MEGA: Memory-Efficient 4D Gaussian Splatting for Dynamic Scenes¶

Conference: ICCV 2025 arXiv: 2410.13613 Code: Xinjie-Q/MEGA Area: 3D Vision Keywords: 4D Gaussian Splatting, memory-efficient, dynamic scenes, color compression, entropy-constrained deformation

TL;DR¶

This paper proposes MEGA, a memory-efficient framework for 4D Gaussian Splatting that eliminates redundant spherical harmonic coefficients via DC-AC color decomposition (8× compression) and reduces the total number of Gaussians through entropy-constrained Gaussian deformation. MEGA achieves approximately 190× and 125× storage compression on the Technicolor and Neural 3D Video datasets, respectively, while maintaining comparable rendering quality and real-time speed.

Background & Motivation¶

4D Gaussian Splatting (4DGS) extends 3DGS to dynamic scenes by representing scene motion with 4D spacetime Gaussian hypercylinders, obtaining per-frame 3D Gaussians via temporal slicing for real-time rendering. However, 4DGS faces a severe storage bottleneck:

Massive redundancy in spherical harmonic coefficients: Among the 161 parameters per 4D Gaussian, 144 are 4D spherical harmonic (SH) coefficients, accounting for 89% of the total. These SH coefficients encode view- and time-dependent color variations but contain substantial redundancy.
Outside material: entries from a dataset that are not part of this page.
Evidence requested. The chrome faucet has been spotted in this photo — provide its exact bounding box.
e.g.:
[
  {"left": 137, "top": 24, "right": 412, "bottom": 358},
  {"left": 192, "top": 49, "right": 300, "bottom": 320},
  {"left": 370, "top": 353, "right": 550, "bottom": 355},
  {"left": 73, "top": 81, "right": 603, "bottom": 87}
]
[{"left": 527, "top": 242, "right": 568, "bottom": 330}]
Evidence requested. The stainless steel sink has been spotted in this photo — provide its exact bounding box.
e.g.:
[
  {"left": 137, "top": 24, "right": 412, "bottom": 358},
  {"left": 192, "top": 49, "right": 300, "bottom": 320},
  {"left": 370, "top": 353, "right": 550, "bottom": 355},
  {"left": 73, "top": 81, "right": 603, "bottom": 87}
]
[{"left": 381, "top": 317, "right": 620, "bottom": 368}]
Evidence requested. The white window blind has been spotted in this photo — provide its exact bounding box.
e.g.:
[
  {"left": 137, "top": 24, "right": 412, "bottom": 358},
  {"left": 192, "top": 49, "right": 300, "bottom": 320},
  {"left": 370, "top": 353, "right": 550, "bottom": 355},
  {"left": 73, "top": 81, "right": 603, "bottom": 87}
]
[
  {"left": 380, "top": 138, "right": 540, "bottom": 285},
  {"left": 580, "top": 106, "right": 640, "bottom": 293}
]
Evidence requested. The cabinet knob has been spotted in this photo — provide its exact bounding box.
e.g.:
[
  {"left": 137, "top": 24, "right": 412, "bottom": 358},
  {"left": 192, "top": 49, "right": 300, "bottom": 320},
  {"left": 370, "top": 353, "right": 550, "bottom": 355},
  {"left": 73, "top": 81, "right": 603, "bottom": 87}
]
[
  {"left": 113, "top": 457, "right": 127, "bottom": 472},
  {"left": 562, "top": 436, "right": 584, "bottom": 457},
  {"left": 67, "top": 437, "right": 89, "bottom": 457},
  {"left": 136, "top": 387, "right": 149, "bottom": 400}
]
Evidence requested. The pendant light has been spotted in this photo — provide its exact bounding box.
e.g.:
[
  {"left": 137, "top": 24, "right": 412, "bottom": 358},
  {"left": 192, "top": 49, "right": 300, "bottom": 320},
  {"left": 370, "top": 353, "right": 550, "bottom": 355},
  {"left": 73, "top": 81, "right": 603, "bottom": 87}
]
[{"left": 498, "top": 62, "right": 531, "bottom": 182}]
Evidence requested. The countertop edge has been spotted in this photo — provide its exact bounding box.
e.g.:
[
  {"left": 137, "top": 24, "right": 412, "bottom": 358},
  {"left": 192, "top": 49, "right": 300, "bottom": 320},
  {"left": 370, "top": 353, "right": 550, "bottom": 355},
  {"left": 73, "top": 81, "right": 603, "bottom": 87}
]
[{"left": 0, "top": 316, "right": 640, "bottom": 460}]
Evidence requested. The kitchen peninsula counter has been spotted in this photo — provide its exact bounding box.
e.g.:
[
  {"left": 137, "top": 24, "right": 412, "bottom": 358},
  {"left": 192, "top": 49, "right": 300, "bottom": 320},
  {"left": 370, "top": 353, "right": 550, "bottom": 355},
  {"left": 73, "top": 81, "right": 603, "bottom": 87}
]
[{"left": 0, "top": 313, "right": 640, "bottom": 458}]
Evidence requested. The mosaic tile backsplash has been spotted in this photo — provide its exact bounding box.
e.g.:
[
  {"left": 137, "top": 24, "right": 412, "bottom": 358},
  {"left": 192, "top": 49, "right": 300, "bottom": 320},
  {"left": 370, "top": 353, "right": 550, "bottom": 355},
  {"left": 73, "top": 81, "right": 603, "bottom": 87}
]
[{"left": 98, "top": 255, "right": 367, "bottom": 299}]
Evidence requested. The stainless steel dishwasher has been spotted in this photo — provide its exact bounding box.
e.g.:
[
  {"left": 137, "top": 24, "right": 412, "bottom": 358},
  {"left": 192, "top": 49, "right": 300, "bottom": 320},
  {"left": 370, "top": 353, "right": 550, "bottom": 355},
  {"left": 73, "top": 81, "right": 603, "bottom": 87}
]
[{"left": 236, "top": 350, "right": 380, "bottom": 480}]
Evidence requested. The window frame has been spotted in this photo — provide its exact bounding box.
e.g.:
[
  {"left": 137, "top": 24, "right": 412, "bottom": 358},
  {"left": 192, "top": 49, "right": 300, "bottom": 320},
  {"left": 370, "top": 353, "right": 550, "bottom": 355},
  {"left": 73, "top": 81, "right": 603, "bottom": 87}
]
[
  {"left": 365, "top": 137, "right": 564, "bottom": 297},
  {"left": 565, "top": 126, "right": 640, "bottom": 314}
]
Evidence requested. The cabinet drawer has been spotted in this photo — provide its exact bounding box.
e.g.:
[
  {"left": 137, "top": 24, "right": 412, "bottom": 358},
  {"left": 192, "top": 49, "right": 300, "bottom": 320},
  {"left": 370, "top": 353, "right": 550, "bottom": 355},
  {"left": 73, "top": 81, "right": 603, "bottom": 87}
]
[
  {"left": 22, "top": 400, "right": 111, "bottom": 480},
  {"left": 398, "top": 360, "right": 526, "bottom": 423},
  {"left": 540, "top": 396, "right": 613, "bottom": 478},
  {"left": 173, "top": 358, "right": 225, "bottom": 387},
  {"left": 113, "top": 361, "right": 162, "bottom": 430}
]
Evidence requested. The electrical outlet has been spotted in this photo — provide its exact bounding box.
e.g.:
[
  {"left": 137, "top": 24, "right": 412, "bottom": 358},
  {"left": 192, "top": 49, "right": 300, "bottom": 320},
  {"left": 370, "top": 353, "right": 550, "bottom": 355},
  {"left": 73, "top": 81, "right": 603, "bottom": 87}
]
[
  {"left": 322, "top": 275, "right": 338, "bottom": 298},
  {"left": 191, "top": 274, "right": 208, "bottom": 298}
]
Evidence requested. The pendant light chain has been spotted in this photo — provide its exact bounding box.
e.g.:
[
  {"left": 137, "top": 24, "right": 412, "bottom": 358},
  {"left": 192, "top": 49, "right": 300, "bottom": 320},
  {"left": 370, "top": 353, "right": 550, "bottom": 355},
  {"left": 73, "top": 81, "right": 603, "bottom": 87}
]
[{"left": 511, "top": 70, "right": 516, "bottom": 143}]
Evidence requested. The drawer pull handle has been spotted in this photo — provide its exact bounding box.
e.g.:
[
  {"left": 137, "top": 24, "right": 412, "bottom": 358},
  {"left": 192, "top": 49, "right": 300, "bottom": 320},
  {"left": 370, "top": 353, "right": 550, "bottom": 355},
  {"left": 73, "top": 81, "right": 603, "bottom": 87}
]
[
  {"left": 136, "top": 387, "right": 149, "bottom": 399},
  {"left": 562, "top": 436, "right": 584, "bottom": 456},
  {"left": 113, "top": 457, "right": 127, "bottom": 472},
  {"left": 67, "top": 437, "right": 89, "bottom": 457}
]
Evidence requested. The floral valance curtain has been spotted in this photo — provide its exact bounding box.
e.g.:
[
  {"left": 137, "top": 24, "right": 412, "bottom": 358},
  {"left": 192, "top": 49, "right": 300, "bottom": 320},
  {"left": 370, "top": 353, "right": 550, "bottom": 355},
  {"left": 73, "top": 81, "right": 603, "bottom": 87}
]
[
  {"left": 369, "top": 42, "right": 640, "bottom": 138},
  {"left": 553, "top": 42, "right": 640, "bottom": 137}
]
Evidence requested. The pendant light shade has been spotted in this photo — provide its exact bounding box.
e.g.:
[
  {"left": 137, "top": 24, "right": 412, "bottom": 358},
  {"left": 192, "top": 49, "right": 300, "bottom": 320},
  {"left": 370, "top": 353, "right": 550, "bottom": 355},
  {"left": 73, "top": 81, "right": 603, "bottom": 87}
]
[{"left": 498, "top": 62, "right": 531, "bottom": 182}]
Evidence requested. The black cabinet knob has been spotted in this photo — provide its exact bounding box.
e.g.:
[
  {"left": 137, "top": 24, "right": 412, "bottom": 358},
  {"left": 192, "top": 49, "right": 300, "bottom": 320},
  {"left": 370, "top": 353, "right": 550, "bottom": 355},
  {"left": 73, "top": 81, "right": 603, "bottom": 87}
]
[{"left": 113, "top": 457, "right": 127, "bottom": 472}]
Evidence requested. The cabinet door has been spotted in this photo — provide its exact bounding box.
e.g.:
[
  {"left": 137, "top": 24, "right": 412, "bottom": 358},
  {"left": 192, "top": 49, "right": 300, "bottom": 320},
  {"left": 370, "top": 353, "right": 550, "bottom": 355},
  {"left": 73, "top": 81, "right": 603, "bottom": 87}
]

Explosion in the number of Gaussians: Rendering the Birthday scene requires up to 13 million Gaussians, incurring approximately 7.79 GB of storage. This arises from two primary causes: - 4DGS assumes that each sliced Gaussian undergoes only linear motion with constant covariance, so complex nonlinear motions must be represented by superposing multiple Gaussians. - The temporally decaying opacity $\sigma(t) = e^{-\frac{(t-\mu_t)^2}{2\mathbf{W}}}$ causes each Gaussian to be visible only near its temporal center, such that only approximately 6% of Gaussians participate in rendering at any given time.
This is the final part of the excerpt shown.